President Daniel Arap Moi's government in Kenya has unleashed a wave of state violence against a national strike called by the Kenya National Union of Teachers (KNUT). Up to 240,000 teachers struck this week, in the midst of the national examination period, following the government's refusal to honor a wages agreement it signed with the KNUT at the end of 1996.

Hundreds of riot police armed with tear gas, whips and rungus (clubs) have occupied and surrounded union offices throughout the country to stop KNUT officials and teachers from entering or gathering in demonstrations outside. In towns and villages striking teachers are being set upon and beaten by riot police and vigilante groups organised and armed by the government.

Police in full combat gear used teargas against hundreds of teachers in Nairobi who were trying to assemble outside the unions headquarters. Baton-wielding police officers chased teachers through the streets, beating and arresting scores of them. In Mombassa the police violently dispersed hundreds of strikers who were attempting to converge on the city's treasury building.

In the town of Milindi riot police attacked 400 teachers and threw them out of public transport vehicles when they tried to enter the town for a rally. A demonstration by 2,000 strikers in Vihiga was broken up by tear gas and baton attacks. Many strikers, parents and students were badly injured in baton charges in Isiolo. Those attacked included one blind teacher.

Similar brutality was meted out against striking teachers in the towns of Kajiado, Taveta, Kerico, Kitui and Kilifi and Thika, when they gathered to hear union officials report on the progress of the strike.

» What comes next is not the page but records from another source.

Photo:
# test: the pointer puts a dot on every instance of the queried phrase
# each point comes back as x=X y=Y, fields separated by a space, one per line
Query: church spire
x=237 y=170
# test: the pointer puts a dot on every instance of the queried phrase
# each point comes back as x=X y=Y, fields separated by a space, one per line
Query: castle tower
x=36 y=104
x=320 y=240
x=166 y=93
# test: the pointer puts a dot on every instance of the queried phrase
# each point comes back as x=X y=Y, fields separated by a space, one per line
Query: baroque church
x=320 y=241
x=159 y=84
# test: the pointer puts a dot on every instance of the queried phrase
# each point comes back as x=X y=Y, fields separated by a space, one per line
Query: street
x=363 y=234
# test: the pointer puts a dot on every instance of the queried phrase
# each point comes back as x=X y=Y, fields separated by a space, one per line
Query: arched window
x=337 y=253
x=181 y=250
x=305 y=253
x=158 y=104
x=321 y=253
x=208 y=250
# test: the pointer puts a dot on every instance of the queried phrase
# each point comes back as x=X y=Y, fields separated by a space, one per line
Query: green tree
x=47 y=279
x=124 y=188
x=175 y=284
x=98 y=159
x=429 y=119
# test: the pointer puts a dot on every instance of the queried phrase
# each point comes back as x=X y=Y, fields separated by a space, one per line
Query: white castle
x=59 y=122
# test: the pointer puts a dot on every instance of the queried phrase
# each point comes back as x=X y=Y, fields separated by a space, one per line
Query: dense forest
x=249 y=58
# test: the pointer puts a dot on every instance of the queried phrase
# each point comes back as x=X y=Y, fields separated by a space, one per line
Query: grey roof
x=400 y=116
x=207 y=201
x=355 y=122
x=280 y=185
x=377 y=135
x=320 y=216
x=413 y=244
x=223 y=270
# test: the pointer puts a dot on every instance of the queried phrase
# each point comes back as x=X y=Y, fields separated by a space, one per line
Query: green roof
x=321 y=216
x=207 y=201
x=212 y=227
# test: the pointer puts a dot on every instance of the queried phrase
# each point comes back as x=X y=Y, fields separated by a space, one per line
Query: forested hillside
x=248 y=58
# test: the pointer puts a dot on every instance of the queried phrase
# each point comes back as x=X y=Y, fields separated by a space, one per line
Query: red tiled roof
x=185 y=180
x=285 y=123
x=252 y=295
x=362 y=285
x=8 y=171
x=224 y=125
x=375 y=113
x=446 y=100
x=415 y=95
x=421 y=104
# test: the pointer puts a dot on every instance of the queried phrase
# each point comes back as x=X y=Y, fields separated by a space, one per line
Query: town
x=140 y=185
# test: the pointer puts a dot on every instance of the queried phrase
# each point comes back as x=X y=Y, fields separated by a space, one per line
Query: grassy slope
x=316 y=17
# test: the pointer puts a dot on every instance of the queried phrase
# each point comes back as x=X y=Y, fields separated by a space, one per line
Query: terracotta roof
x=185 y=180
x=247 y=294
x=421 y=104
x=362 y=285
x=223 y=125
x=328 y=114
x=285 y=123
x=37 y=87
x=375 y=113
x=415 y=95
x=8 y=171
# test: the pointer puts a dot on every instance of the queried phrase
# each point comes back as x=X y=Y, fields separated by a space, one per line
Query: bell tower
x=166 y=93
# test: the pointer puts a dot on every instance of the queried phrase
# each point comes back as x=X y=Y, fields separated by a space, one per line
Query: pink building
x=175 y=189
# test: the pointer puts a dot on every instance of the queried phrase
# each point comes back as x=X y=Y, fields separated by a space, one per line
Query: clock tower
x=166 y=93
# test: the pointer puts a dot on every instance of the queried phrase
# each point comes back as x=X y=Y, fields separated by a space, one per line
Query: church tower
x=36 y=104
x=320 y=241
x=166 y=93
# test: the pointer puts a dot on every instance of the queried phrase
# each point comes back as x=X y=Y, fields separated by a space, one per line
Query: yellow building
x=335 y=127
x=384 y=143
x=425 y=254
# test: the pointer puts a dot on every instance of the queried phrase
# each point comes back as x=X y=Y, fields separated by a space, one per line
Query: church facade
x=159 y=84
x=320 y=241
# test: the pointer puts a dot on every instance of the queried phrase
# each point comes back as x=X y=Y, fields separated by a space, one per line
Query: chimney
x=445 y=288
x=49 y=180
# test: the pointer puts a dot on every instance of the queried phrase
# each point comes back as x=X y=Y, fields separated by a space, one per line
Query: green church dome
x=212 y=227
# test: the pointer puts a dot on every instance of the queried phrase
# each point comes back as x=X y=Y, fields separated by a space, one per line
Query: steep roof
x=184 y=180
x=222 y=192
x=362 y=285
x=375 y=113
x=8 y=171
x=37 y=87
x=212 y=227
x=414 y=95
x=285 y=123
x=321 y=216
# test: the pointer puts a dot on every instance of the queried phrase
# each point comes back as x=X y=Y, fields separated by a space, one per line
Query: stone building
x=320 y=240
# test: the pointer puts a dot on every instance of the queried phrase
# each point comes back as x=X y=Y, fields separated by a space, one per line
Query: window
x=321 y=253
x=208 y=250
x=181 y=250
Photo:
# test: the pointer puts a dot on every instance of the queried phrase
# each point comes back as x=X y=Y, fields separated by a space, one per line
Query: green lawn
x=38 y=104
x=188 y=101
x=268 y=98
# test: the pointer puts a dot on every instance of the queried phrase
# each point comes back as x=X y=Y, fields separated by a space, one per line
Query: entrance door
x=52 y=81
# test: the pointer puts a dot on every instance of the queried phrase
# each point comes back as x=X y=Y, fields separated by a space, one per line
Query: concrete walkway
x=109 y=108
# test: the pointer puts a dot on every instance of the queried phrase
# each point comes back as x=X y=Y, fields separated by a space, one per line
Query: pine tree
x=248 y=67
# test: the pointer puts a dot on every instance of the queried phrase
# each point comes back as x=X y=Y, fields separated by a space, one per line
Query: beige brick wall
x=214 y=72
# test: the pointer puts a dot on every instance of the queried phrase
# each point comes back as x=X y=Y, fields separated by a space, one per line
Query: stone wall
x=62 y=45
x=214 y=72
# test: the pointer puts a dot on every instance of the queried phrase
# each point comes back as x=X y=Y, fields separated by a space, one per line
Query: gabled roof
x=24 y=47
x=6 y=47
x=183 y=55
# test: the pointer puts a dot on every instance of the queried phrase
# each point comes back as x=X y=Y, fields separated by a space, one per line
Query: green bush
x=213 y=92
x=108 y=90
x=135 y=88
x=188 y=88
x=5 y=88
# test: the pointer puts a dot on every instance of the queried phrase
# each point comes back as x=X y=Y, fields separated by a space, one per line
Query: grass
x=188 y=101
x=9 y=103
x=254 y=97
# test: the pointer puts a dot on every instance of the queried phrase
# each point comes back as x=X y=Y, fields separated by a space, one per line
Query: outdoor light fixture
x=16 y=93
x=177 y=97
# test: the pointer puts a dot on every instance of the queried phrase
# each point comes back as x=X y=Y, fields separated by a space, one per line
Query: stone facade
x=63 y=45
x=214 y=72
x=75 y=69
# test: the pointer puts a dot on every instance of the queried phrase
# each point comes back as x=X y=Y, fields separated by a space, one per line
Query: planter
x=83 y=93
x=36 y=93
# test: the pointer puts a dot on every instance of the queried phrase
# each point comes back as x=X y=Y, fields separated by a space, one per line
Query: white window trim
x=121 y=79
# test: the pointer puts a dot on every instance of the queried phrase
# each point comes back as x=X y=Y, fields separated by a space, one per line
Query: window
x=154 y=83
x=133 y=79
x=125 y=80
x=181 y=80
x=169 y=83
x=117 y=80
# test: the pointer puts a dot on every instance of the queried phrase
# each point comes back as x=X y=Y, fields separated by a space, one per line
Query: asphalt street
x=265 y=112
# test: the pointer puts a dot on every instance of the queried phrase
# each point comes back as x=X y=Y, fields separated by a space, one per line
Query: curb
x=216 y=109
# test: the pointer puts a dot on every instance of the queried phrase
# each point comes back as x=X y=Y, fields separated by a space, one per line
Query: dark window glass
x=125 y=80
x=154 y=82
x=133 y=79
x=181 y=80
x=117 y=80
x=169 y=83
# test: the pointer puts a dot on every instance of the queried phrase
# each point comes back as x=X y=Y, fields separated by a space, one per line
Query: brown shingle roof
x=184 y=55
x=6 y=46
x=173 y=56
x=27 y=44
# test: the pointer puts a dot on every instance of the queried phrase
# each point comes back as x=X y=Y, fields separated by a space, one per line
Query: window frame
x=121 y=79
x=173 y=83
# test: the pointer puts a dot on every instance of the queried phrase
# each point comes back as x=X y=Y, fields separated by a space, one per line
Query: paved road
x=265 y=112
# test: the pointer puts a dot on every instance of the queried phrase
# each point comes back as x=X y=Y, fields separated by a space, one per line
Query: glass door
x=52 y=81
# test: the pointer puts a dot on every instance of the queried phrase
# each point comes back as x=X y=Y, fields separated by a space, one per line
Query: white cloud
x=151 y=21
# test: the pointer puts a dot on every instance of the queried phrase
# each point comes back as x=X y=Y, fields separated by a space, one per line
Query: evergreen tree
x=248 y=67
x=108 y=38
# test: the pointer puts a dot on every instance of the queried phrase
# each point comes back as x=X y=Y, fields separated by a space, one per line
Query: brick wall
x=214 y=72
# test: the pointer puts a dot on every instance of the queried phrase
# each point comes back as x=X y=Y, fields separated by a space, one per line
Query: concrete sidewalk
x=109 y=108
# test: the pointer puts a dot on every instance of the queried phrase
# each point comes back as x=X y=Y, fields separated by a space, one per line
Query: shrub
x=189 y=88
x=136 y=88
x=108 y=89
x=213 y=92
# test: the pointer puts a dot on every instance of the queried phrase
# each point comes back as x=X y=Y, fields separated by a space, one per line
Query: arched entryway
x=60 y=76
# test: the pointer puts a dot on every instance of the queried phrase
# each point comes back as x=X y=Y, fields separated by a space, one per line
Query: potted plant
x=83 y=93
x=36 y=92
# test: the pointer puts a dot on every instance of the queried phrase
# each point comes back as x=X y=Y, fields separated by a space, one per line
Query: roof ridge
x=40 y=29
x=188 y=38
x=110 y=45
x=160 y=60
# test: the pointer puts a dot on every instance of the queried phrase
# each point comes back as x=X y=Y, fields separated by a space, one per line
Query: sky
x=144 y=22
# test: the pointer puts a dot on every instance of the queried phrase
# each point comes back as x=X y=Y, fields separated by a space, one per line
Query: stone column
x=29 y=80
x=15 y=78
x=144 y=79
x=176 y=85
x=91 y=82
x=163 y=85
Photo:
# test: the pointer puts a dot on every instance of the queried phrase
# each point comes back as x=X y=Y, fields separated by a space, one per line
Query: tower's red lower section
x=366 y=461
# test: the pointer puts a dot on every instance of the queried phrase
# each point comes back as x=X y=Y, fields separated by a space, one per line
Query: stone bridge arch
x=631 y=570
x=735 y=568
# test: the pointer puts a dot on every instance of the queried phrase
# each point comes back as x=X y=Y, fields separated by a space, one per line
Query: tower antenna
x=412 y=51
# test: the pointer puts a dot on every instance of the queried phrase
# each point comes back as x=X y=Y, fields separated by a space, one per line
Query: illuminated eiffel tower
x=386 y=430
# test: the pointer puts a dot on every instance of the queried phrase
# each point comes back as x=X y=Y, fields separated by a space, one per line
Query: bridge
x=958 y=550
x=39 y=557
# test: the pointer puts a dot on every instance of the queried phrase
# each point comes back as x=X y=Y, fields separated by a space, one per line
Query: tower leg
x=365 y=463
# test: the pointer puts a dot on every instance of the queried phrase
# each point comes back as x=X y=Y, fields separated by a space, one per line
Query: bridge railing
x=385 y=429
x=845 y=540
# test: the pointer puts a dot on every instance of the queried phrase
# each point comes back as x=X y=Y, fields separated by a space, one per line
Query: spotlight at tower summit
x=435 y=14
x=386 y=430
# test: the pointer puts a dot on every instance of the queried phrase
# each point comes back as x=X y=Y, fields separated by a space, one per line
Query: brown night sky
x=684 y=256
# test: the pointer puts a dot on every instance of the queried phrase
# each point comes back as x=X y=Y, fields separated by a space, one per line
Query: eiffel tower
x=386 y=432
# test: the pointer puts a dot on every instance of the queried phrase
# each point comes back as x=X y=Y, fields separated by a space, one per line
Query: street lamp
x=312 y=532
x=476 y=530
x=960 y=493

In Kilifi running battles between the police and the strikers brought the entire business district to a halt. In Nyeri, media reporters covering the dispute were badly beaten by police and their cameras were smashed. Union officials in Kuria were forced to flee their homes after being attacked by vigilantes who threatened to lynch them if the strike went ahead.

A union spokesman said: 'The teachers are not armed and neither are they violent. It beats reason to have fully armed officers running after teachers who are just chanting for their rights.'

The government has organised a scab force of school principals and education officials in an attempt to keep schools open and supervise examinations. The government refuses to pay the second instalment of a 150 to 200 percent wage increase, set to be paid in stages over five years. Teachers are paid as little as 2,700 shillings ($45) per month.

The wage rise was granted, along with other public service pay increases, prior to national elections in December 1996 which returned the Moi regime to power for a fifth term. Once in office the government claimed it faced severe budgetary problems and only conceded the first wage instalment after teachers went on strike for 11 days last October.

Early this year the administration introduced legislation to nullify the agreement after the International Monetary Fund suspended a key loan to Kenya on the grounds of poor governance and official corruption. The government backed away from the legislation only after teachers went on a two-day national strike in June.

Last month Education Minister Kalonza Musyoka said the pay agreement was the 'single most important challenge to the government's plans to reform the economy' in line with the requirements laid down by the IMF and World Bank.

World Bank Representative Harold Wackham issued a tough statement demanding that the government implement cuts to public expenditure and privatise the Kenya Posts and Telecommunications Corporation. Kenya owes $8 billion to major overseas banks and financial institutions.